From Self Interest to Shared Interest: The Logic of Impact Investing
The standard model of economic behaviour starts with a deceptively simple assumption: people act in their own interest. From this one seed, an entire architecture of markets, prices, and efficiency grows. Adam Smith’s great insight was that private selfishness, channelled through competition, could produce public good. The butcher and the baker serve us not out of kindness but self-regard, and yet we are fed.
But taken too literally, this framing leads somewhere thin and unsatisfying. It describes a world of strangers who transact once and walk away. A world of single-shot games.
In a single-shot game, your counterparty’s interests are irrelevant to your strategy. In a constant-sum game, they are worse: they are opposed. What you gain, they lose.
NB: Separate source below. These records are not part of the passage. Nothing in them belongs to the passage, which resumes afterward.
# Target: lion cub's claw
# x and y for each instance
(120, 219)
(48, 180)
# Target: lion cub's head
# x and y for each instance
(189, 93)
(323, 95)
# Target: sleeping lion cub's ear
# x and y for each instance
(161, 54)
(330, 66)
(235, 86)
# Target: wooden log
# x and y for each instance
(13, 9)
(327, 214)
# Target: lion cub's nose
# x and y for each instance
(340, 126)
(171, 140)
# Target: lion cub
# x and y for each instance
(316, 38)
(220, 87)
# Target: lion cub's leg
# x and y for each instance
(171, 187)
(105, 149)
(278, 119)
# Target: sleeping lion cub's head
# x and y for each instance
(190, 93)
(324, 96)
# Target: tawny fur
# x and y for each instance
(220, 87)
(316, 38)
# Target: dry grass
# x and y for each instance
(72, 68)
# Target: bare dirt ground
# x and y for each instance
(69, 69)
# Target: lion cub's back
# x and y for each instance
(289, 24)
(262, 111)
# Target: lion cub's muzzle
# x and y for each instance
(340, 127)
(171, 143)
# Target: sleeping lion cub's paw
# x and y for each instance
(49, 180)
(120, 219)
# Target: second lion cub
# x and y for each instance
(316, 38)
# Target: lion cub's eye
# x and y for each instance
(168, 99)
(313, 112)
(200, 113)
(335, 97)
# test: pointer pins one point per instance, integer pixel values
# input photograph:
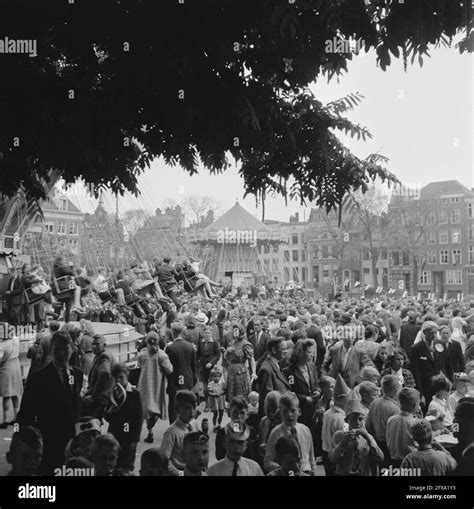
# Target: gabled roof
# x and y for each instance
(237, 218)
(437, 189)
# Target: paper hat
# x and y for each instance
(341, 389)
(237, 431)
(354, 407)
(87, 424)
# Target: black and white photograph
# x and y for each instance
(236, 240)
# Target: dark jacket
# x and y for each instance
(131, 413)
(314, 332)
(270, 378)
(424, 365)
(408, 334)
(207, 351)
(183, 359)
(53, 408)
(455, 356)
(100, 376)
(303, 390)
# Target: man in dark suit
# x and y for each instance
(52, 403)
(259, 341)
(314, 332)
(454, 349)
(344, 359)
(408, 332)
(15, 299)
(100, 378)
(270, 377)
(182, 356)
(463, 452)
(426, 362)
Life, however, is not a single-shot game. Business relationships recur. Reputations compound. Communities persist across decades. The moment you introduce repetition, the whole calculus shifts. Life is symbiosis.
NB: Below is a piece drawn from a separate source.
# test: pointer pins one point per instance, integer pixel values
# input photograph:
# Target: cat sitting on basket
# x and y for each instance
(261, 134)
In repeated games, your counterparty’s interests start to matter, not as some moral concession but as a logically strategic one. Cooperation that would be irrational in a single encounter becomes entirely rational across a long enough horizon. This is what the Folk Theorem tells us: given sufficient patience, cooperative outcomes can be sustained. Go look up Folk Theorems and Prisoner’s Dilemma.
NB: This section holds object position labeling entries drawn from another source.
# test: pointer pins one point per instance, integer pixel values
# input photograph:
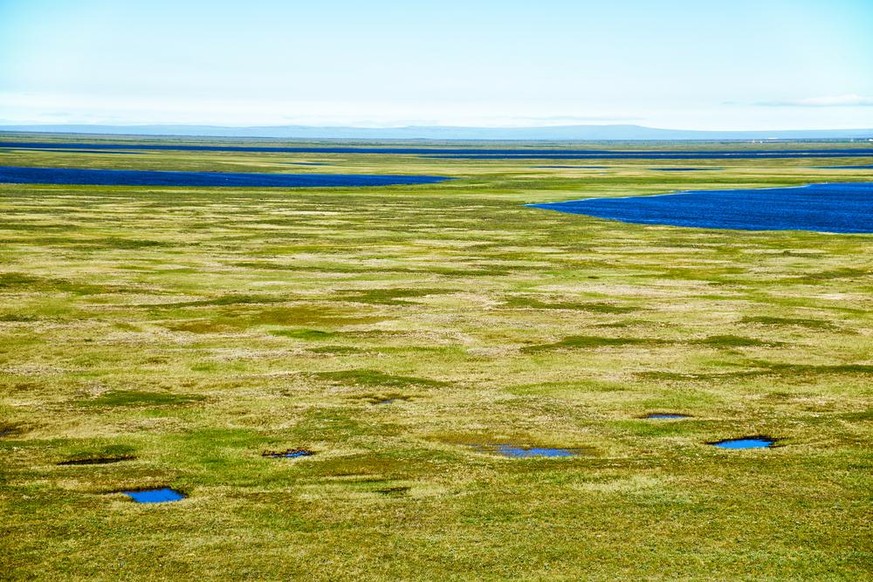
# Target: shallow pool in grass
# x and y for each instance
(159, 495)
(94, 177)
(834, 208)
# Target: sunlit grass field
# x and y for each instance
(401, 334)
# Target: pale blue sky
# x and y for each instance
(736, 64)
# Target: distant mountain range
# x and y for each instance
(557, 133)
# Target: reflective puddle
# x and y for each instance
(755, 442)
(162, 495)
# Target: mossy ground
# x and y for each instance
(394, 332)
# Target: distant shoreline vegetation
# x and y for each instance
(93, 177)
(834, 208)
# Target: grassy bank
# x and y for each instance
(400, 333)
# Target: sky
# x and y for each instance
(716, 65)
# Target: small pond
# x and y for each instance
(753, 442)
(161, 495)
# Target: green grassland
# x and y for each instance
(401, 332)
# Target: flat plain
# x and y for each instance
(169, 336)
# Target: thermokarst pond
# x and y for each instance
(751, 442)
(161, 495)
(835, 208)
There is something beyond strategic patience at work in human cooperation. Game theory in its classical form treats each player as an opaque utility maximiser. Real human behaviour adds the possibility that we are not opaque to one another, and that our interests are not as independent as the model assumes. Go look up the game of dividing the dollar.
Adam Smith understood this before the formal mathematics existed to describe it. The Theory of Moral Sentiments, which he wrote before the Wealth of Nations and which forms its basis, is an investigation into exactly this: how social creatures come to share in each other’s experience. Two things matter here.
The first is empathy, which in its cognitive sense is the capacity to genuinely model another person’s state of mind, beliefs, and situation. The empathic player does not merely observe the other; they inhabit the other’s perspective well enough to anticipate it. This is not sentimental but logical, as it aids convergence to agreement and transaction.
The second is sympathy, which runs deeper: the positive interdependence of what we actually care about. The sympathetic person does not just model another’s welfare; they share in it. Their own satisfaction is partly made up of the flourishing of those around them.
Together, these two capacities explain how the behavioural foundations of the Wealth of Nations are actually met. Markets work not because people are purely self-interested, but because self-interest is embedded in a web of social feeling that makes the relevant games long and non-zero-sum.
So what does any of this mean for investing?
It means the conventional framing, which treats commercial investing and impact investing as philosophically distinct activities, is a bit weak. The narrowly conceived commercial investor is playing a single-shot game in a constant-sum world. The impact investor is someone who has understood that the real game is repeated, that it is not constant-sum, and that the returns worth caring about extend well beyond the financial.
This is not altruism as self-sacrifice. It is enlightened self-interest.
The person who subordinates narrow personal interest to the interests of the collective is not abandoning self-interest. They are recognising that their interests, properly understood, are bound up with the system they inhabit. A family that depletes the social and environmental commons from which it draws its wealth is engaged in a slow act of self-destruction, however healthy the quarterly returns look in the meantime.
When impact investments yield below market returns, something real has happened. The shortfall is not a loss to be explained away. It is the price paid for other return streams: environmental stability, social cohesion, the health of the communities and ecosystems the portfolio depends on. These are returns. They are less legible than an IRR, but they are no less real, and across a genuinely long horizon, they may matter more than anything else.
Multiple return streams, held together, are what serious long-run investing actually looks like. Financial returns are one stream. Environmental returns are another. Social harmony, institutional trust, and the preservation of conditions in which future generations can do well are others still. The work is to hold all of these in view at once, to make trade-offs consciously, and to resist the temptation to collapse a genuinely rich problem into a single number.